Recovery in the U.S. chemicals industry has slowed in October, showing "a marked deceleration” compared to September, according to the American Chemistry Council.

The ACC’s Chemical Activity Barometer, or CAB, index, increased by just 0.9 percent in October on a three-month moving average basis as compared to 1.5 percent in September. Despite this slowdown the ACC remains positive on longer term trends.

“With six consecutive months of gains, the October CAB reading remains consistent with recovery in the U.S. economy,” said Kevin Swift, chief economist at ACC.

Durable Goods 

Unadjusted data showed a 0.1 percent gain in October following a 0.8 percent gain in September and a 1.9 percent gain in August.

“Resins and chemistry used in light vehicles and other durable goods were positive. Gains in plastic resins used in packaging and for consumer and institutional applications were mixed,” an ACC spokesperson said.

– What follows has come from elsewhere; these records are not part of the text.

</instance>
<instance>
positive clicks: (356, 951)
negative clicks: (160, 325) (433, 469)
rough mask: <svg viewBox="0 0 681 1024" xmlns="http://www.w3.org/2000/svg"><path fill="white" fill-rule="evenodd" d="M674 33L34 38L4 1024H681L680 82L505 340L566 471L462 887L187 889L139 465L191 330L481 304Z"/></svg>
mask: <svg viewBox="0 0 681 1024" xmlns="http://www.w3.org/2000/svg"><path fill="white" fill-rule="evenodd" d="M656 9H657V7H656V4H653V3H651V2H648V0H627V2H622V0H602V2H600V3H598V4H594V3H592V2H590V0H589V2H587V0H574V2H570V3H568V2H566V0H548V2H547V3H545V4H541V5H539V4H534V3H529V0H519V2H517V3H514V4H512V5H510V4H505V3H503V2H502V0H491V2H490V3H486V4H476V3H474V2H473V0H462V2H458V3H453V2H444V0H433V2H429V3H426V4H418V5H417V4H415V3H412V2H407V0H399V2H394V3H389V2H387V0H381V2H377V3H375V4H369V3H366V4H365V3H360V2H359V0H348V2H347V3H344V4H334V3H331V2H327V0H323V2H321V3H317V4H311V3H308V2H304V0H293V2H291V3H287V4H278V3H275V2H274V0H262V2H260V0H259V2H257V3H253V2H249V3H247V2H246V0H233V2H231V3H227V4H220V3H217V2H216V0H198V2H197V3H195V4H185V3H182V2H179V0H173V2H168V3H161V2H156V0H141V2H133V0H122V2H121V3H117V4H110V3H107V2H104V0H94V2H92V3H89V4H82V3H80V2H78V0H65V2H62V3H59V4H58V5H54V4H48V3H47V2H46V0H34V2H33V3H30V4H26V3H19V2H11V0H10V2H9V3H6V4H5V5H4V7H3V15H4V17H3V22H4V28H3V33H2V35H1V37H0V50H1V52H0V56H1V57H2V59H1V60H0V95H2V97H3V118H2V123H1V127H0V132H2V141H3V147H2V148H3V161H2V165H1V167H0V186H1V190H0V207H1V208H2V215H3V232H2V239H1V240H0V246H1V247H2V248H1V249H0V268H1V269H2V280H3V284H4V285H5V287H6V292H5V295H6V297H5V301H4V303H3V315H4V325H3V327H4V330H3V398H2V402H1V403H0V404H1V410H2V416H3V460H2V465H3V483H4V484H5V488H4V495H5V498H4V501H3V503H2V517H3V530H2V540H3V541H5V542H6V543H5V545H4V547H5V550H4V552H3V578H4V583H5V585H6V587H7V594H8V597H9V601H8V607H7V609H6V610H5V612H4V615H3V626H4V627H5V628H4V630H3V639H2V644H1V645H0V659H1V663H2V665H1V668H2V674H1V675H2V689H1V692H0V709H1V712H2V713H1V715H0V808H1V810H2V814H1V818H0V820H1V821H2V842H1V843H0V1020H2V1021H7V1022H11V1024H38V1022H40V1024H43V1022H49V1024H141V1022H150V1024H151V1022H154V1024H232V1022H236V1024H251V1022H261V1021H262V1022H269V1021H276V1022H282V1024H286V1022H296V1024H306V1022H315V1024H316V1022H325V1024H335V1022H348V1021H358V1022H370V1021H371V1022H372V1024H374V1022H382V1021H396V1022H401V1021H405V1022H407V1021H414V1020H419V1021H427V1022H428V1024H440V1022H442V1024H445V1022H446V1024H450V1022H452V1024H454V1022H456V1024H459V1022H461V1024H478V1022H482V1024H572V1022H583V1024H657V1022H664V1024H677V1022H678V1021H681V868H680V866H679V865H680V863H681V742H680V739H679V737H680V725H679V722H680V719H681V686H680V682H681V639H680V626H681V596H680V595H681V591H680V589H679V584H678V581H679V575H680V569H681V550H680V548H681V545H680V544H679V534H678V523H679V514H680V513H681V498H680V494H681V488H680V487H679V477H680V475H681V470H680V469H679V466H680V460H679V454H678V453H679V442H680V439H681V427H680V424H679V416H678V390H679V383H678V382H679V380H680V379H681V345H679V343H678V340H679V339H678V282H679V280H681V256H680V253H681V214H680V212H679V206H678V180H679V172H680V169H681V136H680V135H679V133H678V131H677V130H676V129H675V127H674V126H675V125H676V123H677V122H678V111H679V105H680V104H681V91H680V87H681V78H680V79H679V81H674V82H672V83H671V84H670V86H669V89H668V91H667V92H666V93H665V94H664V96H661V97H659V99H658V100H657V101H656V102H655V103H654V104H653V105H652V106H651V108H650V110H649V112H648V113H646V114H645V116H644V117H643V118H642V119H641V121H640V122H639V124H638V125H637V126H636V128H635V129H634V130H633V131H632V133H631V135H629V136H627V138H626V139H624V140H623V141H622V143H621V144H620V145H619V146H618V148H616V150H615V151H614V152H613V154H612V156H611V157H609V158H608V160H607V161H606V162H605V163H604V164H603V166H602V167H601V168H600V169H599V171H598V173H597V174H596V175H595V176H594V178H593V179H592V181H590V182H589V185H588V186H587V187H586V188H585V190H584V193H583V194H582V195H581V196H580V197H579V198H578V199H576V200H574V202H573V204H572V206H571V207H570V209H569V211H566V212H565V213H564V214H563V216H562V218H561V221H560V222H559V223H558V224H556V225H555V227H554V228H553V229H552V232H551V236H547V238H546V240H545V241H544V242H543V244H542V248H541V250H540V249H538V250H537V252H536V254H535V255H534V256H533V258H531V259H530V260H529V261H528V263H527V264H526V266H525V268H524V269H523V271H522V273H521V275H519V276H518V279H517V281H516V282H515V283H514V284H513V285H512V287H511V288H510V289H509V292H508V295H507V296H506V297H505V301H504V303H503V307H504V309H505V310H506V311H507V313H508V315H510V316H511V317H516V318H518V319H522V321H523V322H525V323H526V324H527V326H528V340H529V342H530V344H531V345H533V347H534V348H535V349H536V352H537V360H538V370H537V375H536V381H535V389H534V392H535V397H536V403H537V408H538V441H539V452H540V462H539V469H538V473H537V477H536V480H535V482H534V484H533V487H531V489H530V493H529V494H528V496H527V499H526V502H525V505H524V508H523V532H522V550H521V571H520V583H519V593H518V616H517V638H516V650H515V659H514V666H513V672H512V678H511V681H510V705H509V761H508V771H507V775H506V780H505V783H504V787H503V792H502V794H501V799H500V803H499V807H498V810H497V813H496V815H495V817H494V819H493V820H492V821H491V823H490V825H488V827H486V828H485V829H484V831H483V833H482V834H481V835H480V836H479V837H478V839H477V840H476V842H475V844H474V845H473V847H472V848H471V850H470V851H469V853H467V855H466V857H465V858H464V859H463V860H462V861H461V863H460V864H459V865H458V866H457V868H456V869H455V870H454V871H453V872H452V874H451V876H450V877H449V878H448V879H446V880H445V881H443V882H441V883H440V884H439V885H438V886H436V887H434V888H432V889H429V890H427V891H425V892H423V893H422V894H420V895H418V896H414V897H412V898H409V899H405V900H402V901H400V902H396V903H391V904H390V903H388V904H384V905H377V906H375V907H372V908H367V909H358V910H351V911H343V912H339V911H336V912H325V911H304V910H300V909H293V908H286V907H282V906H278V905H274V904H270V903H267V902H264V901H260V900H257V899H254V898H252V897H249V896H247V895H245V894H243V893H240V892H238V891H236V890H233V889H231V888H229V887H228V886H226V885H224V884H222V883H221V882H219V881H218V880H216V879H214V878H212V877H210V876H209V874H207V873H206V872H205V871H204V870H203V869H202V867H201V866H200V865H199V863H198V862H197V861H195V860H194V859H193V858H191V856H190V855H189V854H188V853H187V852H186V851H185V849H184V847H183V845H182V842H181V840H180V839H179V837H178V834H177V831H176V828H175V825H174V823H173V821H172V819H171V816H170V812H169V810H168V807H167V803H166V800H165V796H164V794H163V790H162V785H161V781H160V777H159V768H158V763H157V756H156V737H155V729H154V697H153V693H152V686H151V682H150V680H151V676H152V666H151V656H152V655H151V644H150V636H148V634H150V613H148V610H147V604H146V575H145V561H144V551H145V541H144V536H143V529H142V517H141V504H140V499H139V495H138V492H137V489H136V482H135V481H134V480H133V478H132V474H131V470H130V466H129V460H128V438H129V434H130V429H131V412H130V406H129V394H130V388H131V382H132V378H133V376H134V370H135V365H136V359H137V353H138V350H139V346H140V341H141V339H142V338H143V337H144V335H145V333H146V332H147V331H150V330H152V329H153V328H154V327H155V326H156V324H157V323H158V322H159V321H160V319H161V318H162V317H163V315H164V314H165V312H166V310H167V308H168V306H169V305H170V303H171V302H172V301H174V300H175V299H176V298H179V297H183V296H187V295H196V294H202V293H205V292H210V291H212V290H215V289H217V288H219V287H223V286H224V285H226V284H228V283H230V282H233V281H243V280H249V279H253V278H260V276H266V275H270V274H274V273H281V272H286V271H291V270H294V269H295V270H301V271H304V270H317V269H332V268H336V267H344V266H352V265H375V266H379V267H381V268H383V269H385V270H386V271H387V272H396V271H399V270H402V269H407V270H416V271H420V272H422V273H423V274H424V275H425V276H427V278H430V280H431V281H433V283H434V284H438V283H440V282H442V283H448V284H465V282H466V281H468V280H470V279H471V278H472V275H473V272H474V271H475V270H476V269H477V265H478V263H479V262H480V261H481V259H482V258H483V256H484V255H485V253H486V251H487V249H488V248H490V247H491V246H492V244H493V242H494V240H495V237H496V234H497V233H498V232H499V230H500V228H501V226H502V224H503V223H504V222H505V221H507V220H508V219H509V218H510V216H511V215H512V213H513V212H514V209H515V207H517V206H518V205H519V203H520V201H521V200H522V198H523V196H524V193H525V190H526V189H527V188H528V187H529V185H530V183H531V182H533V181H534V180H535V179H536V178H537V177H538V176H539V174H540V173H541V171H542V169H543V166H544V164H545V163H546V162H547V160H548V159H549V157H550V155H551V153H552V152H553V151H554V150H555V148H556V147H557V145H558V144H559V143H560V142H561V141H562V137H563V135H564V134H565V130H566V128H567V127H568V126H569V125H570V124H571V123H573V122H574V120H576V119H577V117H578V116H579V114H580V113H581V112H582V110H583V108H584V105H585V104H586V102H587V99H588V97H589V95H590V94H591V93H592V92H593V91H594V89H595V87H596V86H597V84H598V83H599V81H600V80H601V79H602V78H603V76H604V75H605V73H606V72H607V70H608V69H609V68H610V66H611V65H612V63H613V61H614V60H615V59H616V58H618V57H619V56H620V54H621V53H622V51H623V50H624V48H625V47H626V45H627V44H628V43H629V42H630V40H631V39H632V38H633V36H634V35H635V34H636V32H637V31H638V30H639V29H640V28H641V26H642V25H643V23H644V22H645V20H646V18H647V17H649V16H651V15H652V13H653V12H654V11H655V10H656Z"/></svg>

The ACC notes that the CAB index consistently precedes the U.S. economy’s business cycle with a lead of two to 14 months, and an average lead of eight months at cycle peaks as determined by the National Bureau of Economic Research.

Positive Indicators Diminish

Overall the number of positive contributors relative to the total number of indicators also slid in October as ACC’s diffusion index eased from 65 percent to 59 percent.

“Gains in plastic resins used in packaging and for consumer and institutional applications were mixed. Performance chemistry and U.S. exports were mixed,” the ACC stated.

Indicators covered by the tool include: production of chlorine and other alkalies, pigments, plastic resins and other selected basic industrial chemicals; chemical company stock data; hours worked in chemicals; publicly-sourced chemical price information; industry sales-to-inventories; and several broader leading economic measures.